Re: C# and encodings



hi


On Feb 4, 7:07 am, Göran Andersson <gu...@xxxxxxxxx> wrote:
beginwi...@xxxxxxxxx wrote:
b) Can code page support Unicode coded character set, but may use
different encoding than Unicode does

It doesn't really work that way. Strings are Uncode, and they can be
encoded into a binary stream using an encoding that either supports the
full Unicode character set or an encoding that supports the subset that
a codepage represents.


* So if code page supports only a subset of Unicode character set…
what do we call it then? Unicode compliant code page or…?

* if I create a code page with 30000 code points that map to same
characters as those in Unicode coded character set, and if I encode
this code page using UTF-16, it still won’t be considered Unicode?

* But that doesn’t explain why Notepad claims to support Unicode and
yet it only has 383 code points defined?!

And if you say we use UTF-16/UTF-8 encodings only for Unicode coded
character set ( that is for sets that support full Unicode character
set ), then why does Notepad also use UTF-16 encoding? After all, its
code page supports only a subset of Unicode character set?!





* Are there also 8-bit code pages which use Unicode character
encoding, and thus have only 255 code points matched to characters?
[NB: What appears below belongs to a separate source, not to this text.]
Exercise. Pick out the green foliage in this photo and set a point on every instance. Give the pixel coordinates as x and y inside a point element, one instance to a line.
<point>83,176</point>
No, if they only have 256 code points they don't use Unicode encoding,
they map each character to a byte value.


But doesn’t that depend on the implementation – if I wanted to create
a code page that is subset of first 600 Unicode characters points,
then why couldn’t I use UTF-16 encoding ( for whatever reason,
perhaps because I’m expecting the files my app will read will only
contain first 600 Unicode characters )?








On Feb 4, 7:17 am, Arne Vajhøj <a...@xxxxxxxxxx> wrote:
beginwi...@xxxxxxxxx wrote:
On Feb 4, 4:41 am, "Peter Duniho" <NpOeStPe...@xxxxxxxxxxxxxxxx>
wrote:
On Tue, 03 Feb 2009 15:08:59 -0800, <beginwi...@xxxxxxxxx> wrote:
c)
* Are there also 8-bit code pages which use Unicode character
encoding, and thus have only 255 code points matched to characters?
That makes no sense. Unicode can't be represented in only 8-bits, so
there's no such thing as an 8-bit code page that uses Unicode character
encoding.

But Notepad supports Unicode and yet it only recognizes 255 character,
thus it only has 255 code points – couldn’t we then say that Notepad
uses 8-bit code page?

Notepad supports UTF-8.


I checked it and as far as I can tell it only recognizes first 383 or
so characters. That would suggest it only has around 380 code points
defined and yet it still uses UTF-16 or UTF-8 encodings



a) From MSDN:
"The GetEncoding method relies on the underlying platform to support
most code pages; however, the .NET Framework natively supports some
encodings."

So if .Net doesn’t support particular encoding, it checks the
underlying OS if it supports that encoding, and if it does, it ”
borrows ” OS’s code page and instructions on how to encode it?

No.


Then what is meant by “relies on the underlying platform to support
most code pages”?


On Feb 4, 7:23 am, Arne Vajhøj <a...@xxxxxxxxxx> wrote:
beginwi...@xxxxxxxxx wrote:

On Feb 4, 4:36 am, Arne Vajhøj <a...@xxxxxxxxxx> wrote:

beginwi...@xxxxxxxxx wrote:
* My question was a bit off ... what I meant to ask was if there are 8-
bit code pages that only have 255 points defined, where all of those
those 255 code points are assigned to same characters as the first 255
code points in Unicode coded characters set?

No.

* In any case, if the answer is yes, are then any of such code pages
encoded with either UTF-16 or UTF-8 encoding?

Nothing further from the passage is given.